I have a question concerning the possibility to solve functions in R, and doing the same using excel.

However I want to do it with R to show that R is better for my colleagues :)

Here is the equation:

f0<-1e-9
t_pw<-30e-9
a<-30.7397582453682
c<-6.60935546184612

P<-1-exp((-t_pw)*f0*exp(-a*(1-b/c)^2))

I want to find the b value for P<-0.5 . In Excel we can do it by selecting P value column and setting it to 0.5 and then by using the solver parameters function.

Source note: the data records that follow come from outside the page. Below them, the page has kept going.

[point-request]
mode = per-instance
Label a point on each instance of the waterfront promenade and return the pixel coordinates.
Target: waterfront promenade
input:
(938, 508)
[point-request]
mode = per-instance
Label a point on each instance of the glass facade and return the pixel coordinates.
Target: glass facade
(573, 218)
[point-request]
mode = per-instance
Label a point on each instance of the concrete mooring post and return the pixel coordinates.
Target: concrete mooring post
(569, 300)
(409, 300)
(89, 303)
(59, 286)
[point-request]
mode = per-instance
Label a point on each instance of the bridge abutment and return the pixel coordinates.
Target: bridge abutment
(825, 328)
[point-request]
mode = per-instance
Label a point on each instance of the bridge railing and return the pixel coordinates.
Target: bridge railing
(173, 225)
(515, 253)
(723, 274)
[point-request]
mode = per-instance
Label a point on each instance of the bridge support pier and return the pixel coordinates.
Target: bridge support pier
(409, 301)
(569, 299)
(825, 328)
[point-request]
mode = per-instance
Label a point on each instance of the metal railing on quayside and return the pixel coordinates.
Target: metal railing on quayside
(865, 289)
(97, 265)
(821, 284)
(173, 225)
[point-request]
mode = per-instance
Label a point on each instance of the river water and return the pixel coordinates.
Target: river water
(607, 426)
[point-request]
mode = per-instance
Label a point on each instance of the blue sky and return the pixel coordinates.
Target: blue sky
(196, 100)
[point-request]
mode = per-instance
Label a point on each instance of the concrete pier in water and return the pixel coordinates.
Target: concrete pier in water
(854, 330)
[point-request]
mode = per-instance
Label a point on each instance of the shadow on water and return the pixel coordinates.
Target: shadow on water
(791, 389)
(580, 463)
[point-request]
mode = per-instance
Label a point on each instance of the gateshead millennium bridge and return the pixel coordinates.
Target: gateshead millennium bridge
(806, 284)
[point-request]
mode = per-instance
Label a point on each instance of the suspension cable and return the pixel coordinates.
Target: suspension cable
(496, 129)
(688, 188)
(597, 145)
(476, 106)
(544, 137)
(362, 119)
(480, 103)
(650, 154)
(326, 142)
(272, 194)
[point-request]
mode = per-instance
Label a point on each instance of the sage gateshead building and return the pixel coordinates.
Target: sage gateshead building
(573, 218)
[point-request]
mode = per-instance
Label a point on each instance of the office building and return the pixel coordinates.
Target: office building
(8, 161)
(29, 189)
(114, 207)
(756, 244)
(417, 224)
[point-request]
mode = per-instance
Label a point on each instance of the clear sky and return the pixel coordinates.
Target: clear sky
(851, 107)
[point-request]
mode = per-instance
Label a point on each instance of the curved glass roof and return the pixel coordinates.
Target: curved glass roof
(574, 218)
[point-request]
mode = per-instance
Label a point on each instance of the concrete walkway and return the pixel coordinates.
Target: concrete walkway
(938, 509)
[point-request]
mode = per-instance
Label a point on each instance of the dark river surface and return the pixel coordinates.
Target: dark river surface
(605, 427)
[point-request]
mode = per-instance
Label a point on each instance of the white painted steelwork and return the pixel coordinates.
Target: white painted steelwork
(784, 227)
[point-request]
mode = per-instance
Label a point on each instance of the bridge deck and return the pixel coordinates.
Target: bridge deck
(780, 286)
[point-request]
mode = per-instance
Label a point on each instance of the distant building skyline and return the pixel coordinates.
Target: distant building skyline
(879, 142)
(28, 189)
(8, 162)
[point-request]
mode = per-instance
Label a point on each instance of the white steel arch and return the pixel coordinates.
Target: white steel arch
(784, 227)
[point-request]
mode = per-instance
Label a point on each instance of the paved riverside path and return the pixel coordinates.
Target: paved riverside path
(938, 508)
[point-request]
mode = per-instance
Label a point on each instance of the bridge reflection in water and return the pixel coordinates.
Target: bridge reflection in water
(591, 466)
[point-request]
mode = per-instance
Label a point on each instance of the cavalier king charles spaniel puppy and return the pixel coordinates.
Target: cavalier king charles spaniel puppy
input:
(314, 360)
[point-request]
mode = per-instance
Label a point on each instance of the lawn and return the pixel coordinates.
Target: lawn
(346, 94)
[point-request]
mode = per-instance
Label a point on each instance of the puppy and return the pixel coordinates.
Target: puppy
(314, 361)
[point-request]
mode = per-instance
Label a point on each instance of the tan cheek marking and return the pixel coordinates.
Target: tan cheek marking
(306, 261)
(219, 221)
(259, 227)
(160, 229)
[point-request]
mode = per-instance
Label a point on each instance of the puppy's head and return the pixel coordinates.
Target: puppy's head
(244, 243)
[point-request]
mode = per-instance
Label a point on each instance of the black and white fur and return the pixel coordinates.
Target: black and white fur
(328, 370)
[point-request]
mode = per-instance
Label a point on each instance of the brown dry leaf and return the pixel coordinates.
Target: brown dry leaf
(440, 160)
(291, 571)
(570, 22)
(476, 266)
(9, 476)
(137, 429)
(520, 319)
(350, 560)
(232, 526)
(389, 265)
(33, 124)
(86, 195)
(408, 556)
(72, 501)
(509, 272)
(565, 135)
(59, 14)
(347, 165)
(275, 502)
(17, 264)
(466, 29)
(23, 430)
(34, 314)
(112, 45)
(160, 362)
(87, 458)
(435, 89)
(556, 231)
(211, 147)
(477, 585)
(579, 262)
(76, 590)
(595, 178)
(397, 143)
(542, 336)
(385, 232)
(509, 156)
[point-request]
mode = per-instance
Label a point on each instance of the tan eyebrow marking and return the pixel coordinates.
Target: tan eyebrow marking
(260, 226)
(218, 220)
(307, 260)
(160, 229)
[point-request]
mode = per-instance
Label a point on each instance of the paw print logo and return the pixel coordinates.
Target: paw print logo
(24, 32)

I don't know which method is the best? Or any other way to do it?

Thankx.

Answer 1

If you want to solve an equation the simplest thing is to do is to use uniroot which is in base-R.

f0<-1e-9
t_pw<-30e-9
a<-30.7397582453682
c<-6.60935546184612

func <- function(b) {
    1-exp((-t_pw)*f0*exp(-a*(1-b/c)^2)) - 0.5
}

#interval is the range of values of b to look for a solution
#it can be -Inf, Inf
> uniroot(func, interval=c(-1000, 1000), extendInt='yes')
Error in uniroot(func, interval = c(-1000, 1000), extendInt = "yes") : 
  no sign change found in 1000 iterations

As you see above my unitroot function fails. This is because there is no single solution to your equation which is easy to see as well. exp(-0.0000000000030 * <positive number between 0-1>) is practically (very close to) 1 so your equation becomes 1 - 1 - 0.5 = 0 which doesn't hold. You can see the same with a plot as well:

curve(func) #same result for curve(func, from=-1000, to=1000)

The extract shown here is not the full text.